Vickie took refuge in a cellar at the wedding venue in Guthrie, and her friends urged her to stay with them after the storm had passed and not travel the then-flooded roads. But Vickie insisted on leaving. “No way was I not going home.” The roads had largely cleared of travelers by the time she began to make her way home, although she had to detour from her usual route because many of the roads were flooded. A woman named Stacy, the owner of a Norman hair salon, had left work early to have dinner with a friend in south Oklahoma City. “I was standing in the kitchen and [he] yelled ‘we have to leave NOW!’. I had just enough time to turn off the stove before we ran out the door.” The friends planned to drive south, away from the tornado bearing down on the house, but the roads were jammed with other people with the same plans. “We didn’t have any choice but to go west.” By then the tornado had passed to the east, and the two friends took shelter underneath a bridge to escape the pouring rain and pounding hail.   About the jammed roads, Stacy pointed out that for many people there simply was no other choice but to leave their homes. Putting it bluntly she stated “when a tornado is taking aim at your house…you’re damned if you do and damned if you don’t.” The May 31st tornadoes proved deadly; five people lost their lives, and all had been caught on the roads while trying to escape the storms.

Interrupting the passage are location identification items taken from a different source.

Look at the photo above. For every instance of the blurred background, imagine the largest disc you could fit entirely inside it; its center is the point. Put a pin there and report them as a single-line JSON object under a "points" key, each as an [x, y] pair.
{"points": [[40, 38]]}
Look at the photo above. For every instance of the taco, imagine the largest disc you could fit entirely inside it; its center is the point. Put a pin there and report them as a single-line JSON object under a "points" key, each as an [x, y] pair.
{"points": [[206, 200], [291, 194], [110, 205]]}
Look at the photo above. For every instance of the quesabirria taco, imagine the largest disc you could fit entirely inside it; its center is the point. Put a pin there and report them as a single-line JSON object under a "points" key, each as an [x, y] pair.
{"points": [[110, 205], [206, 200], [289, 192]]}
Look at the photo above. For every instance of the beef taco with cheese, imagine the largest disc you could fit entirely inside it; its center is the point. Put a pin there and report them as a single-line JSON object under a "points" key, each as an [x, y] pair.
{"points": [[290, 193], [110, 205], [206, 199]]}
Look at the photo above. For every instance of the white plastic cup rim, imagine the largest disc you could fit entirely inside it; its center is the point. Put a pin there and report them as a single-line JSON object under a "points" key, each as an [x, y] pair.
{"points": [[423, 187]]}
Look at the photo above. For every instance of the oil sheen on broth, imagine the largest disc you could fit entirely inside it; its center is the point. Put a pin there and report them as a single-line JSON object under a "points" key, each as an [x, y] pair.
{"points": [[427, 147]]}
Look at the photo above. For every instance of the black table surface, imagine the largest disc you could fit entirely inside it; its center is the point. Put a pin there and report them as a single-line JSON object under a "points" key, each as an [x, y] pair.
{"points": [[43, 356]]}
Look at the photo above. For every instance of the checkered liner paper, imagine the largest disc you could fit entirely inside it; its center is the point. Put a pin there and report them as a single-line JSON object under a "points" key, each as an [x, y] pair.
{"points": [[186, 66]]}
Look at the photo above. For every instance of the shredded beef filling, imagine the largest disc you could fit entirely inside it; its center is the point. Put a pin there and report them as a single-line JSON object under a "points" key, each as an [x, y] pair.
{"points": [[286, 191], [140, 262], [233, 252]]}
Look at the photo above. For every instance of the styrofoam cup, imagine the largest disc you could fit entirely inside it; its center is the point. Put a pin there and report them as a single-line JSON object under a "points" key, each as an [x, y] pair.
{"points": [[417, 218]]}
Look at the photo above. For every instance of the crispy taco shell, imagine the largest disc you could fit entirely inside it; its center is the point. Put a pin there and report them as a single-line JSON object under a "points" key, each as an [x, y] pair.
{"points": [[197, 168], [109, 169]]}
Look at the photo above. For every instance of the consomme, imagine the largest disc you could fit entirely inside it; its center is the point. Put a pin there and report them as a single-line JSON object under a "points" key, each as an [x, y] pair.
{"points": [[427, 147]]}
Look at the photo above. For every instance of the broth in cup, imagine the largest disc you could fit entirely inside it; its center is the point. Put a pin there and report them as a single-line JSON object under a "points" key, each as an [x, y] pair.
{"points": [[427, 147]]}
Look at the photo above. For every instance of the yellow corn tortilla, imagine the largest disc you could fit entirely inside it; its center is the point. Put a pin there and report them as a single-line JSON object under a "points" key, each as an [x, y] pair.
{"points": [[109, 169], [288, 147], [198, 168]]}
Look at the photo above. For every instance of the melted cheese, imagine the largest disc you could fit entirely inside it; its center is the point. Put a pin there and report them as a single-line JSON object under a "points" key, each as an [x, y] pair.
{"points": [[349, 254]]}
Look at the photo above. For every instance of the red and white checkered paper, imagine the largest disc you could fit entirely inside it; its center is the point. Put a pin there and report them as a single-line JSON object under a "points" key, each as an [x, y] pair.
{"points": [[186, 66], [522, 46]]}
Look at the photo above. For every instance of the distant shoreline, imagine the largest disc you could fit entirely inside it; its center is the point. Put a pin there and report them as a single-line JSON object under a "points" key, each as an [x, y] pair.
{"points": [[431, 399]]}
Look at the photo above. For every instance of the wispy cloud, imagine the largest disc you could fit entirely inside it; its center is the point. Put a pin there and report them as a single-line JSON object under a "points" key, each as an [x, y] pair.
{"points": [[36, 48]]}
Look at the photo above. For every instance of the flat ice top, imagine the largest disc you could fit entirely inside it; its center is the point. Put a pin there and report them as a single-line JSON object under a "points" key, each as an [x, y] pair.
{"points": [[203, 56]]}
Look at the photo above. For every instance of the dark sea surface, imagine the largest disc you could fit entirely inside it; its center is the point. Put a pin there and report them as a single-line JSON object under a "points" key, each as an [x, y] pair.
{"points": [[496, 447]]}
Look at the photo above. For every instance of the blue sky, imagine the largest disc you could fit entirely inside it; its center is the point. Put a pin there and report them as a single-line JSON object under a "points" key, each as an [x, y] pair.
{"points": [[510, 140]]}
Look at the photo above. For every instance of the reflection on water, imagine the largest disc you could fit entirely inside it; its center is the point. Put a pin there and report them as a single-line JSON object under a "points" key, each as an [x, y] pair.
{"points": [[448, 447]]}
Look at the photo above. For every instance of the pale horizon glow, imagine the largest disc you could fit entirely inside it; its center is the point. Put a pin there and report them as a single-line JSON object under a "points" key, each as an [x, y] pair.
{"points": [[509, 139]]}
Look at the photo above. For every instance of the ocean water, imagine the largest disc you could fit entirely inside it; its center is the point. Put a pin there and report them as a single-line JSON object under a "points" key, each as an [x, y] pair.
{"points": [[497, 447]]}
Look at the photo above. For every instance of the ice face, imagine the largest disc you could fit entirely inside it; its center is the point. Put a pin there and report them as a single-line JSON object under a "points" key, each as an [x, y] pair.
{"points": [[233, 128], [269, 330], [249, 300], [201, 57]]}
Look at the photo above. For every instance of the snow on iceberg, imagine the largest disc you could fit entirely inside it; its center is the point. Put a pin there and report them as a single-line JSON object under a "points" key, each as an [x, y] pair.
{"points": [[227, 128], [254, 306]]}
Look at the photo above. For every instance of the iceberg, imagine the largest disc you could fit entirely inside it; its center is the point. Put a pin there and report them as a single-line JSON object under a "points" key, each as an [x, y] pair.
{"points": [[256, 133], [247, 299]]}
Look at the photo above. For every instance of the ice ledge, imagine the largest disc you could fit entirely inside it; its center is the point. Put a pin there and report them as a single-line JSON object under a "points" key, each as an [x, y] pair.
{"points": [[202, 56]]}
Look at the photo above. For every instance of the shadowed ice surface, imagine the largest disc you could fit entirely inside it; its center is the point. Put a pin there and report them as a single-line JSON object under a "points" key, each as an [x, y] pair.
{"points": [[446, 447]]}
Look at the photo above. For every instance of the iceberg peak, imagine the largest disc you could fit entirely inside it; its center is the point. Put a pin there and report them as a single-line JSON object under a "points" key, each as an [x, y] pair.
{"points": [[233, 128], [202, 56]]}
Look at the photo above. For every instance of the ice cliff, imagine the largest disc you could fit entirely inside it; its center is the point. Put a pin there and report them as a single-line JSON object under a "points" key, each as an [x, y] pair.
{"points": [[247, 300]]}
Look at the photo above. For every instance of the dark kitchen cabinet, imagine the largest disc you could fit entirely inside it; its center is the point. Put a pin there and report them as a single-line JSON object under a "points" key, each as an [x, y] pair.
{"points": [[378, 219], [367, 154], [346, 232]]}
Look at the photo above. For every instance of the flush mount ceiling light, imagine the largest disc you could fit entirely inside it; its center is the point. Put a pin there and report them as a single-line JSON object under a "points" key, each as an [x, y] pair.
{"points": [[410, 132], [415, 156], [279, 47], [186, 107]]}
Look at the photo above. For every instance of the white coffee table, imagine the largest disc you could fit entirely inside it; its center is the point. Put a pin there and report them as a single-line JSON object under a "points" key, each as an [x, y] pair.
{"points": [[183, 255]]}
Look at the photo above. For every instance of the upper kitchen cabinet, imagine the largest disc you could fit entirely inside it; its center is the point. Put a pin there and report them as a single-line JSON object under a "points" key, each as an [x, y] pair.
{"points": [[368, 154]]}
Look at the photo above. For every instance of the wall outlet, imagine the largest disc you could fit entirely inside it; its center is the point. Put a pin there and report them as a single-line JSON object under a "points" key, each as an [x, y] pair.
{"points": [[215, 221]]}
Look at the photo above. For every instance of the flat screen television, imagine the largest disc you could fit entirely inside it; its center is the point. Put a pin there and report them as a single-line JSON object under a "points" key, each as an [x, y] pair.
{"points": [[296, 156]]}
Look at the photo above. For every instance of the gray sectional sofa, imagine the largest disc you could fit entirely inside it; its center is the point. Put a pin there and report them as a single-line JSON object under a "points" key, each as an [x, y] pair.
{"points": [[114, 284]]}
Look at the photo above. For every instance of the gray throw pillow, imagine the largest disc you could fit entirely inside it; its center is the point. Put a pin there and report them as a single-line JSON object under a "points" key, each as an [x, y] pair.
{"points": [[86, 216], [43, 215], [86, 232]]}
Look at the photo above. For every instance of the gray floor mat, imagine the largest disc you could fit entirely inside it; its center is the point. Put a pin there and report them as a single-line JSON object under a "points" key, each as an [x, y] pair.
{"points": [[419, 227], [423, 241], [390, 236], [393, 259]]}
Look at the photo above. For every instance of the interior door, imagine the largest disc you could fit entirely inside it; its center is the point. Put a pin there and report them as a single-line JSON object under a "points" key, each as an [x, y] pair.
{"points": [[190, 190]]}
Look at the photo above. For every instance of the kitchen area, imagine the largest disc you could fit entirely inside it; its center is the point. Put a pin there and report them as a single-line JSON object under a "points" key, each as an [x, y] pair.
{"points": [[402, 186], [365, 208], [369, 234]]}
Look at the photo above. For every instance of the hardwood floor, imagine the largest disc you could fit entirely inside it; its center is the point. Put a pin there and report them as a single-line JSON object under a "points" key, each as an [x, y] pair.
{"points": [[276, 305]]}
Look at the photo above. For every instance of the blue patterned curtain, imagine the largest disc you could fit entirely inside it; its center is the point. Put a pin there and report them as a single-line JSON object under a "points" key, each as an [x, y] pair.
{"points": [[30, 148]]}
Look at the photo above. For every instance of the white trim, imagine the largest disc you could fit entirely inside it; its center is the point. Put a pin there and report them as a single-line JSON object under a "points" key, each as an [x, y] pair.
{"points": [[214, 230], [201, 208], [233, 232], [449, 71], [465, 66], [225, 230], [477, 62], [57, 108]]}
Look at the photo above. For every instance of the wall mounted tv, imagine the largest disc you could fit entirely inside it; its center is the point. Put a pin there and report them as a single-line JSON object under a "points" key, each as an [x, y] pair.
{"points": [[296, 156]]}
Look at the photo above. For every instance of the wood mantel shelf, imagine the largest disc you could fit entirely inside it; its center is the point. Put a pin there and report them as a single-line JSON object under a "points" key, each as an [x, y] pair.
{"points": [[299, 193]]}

Storm chasers lamented that meteorologists had urged people to try to outrun the tornadoes and more than one chaser found themselves recalling harrowing encounters with the tornadoes and straight-line winds.   Coming less than two weeks after an F-5 tornado with 210 mile-per-hour winds devastated Moore, just south of Oklahoma City, this latest tornado emergency didn’t hit with the same force, but it does serve as a reminder of the dangers of getting caught by a tornado while driving. With more severe weather in the forecast, authorities are warning people to avoid using their cars to escape another tornado emergency.

Update:

On Sunday, June 2, 2013, The Oklahoma Office of the Chief Medical Examiner increased the death toll from Friday night's storms to 10. Three storm chasers were among the fatalities: Tim Samaras, 55, leading storm chaser and founder of tornado research company Twistex; Tim's son, Paul, 24; and Carl Young, 45, a Twistex meteorologist.
Picture from News 9 in Oklahoma City of Tim Samaras's truck. via Nick Hurst ‏@ALStormChaser

Picture from News 9 in Oklahoma City of Tim Samaras's truck.
via Nick Hurst ‏@ALStormChaser

  Again, authorities are warning people to avoid using their cars to escape another tornado emergency.